Parent Kellyann Gallagher, who has a son in special education at Eisenhower Intermediate School, told the school board at a recent meeting about the Special Education Alliance (S.E.A.) and its meetings. She said parents of special education students cannot always attend regular school board meetings, but that the issues they discuss are still of importance.

She then asked the board to attend an S.E.A. meeting, to hear parents’ concerns and even their praises.

“We do hope we will see you there,” said Gallagher.
She added that there has been a lot of transition in the special services department, which is not unusual – but she also pointed out the lack of consistency, with students being moved around to different schools from year to year.

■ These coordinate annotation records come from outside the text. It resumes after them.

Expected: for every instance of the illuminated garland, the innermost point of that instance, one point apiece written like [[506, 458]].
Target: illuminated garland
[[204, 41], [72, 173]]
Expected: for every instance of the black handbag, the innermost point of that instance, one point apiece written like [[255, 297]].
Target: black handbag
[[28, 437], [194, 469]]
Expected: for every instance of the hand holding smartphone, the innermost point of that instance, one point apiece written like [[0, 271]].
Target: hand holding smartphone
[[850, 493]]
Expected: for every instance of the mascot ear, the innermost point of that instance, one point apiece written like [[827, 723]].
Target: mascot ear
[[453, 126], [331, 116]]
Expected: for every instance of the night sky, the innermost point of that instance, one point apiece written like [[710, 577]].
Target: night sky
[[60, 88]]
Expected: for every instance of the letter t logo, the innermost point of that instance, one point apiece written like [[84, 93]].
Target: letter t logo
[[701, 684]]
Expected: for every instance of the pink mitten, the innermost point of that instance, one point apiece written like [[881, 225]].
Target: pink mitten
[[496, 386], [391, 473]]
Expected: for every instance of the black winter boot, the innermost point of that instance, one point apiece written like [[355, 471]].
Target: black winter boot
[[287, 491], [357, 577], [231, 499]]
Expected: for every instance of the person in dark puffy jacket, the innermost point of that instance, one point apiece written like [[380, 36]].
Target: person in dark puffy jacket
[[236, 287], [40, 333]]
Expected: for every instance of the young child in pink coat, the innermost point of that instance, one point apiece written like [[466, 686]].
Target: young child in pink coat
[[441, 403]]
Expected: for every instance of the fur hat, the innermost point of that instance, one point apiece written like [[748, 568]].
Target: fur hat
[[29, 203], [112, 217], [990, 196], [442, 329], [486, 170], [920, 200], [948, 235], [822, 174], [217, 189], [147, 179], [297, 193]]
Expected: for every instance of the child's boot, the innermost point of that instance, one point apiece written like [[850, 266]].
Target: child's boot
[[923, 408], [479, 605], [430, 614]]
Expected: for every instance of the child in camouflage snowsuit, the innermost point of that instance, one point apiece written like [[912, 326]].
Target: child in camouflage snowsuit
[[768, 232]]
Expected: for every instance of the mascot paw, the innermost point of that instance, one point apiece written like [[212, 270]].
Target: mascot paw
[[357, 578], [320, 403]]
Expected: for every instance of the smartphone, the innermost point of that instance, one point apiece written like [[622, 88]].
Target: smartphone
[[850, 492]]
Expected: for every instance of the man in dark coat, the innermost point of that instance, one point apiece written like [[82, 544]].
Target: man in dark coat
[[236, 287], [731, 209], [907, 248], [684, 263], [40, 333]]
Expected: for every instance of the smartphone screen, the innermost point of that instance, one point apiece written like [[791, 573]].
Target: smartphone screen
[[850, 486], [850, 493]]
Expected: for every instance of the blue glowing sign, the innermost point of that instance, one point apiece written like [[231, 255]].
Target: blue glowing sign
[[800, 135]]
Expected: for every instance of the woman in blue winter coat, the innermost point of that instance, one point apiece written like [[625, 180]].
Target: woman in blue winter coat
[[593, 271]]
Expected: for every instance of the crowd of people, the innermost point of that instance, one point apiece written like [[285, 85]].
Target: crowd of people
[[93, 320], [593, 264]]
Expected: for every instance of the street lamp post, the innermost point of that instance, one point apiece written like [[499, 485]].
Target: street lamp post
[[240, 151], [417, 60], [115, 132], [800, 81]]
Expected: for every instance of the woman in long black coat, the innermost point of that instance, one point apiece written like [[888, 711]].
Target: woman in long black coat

“It adds to the challenge,” she said.
Gallagher added that the situation creates a lot of angst for parents, and that younger children shouldn’t be mixed in with older students, as has sometimes happened. Adding to the inconsistency, Gallagher said, has been three different directors of special services, not including Silvia.
She added that Steinheimer,has taken an active role with the S.E.A.
“I hope Dr. Silvia will take up where she left off,” Gallagher said.
Parent Sameer Yalgi told the board he has concerns about his son’s placement for next year. He said his son has been moved to other schools in the past, and then discovered that his son was going to be moved to Bridgewater-Raritan Middle School, which necessitated amending his son’s Individualized Education Plan (IEP).
But then, he said, he was told his son would not be moving to the middle school after all.
“I don’t know where my son will be placed next year,” Yalgi said.
He added the constant changes are quite concerning, and that a lot of parents are “in the same boat” as him.
Superintendent Russell Lazovick said that e-mails had recently been sent to parents regarding the final placement decisions for September 2019, to eliminate the “back-and-forth” dialogue. He also pointed out that there has been “massive turnover” in administration over the previous one to two weeks, and he apologized for the confusion.
“The department is moving in the right direction,” said Lazovick.
Vanessa Oldham, a lifelong resident and former student in Bridgewater Township, spoke of her 10-year-old son, and a program to have him remain at Hillside Intermediate School for the upcoming school year. She said her son is small for his size, isn’t capable of defending himself against older bigger children and is also non-verbal and communicates with his parents on an iPad device.
Oldham said she doesn’t want him sent to the middle school, and added that she wants to see checks and balances on decisions that are made regarding special services.
“I’d like some reassurance before a decision is made in the future,” Oldham said.
Her son’s father was more pointed in his questioning of the board, and said he wants to know exactly what is going to happen in the future. He said he wants to know why there is no specific autistic school in the district, so that students can stay there with their peers for life instead of being almost constantly shuttled around.
“My son is entitled to the best education,” he said, and he also told the board that its “flip-flopping” is “disgraceful.”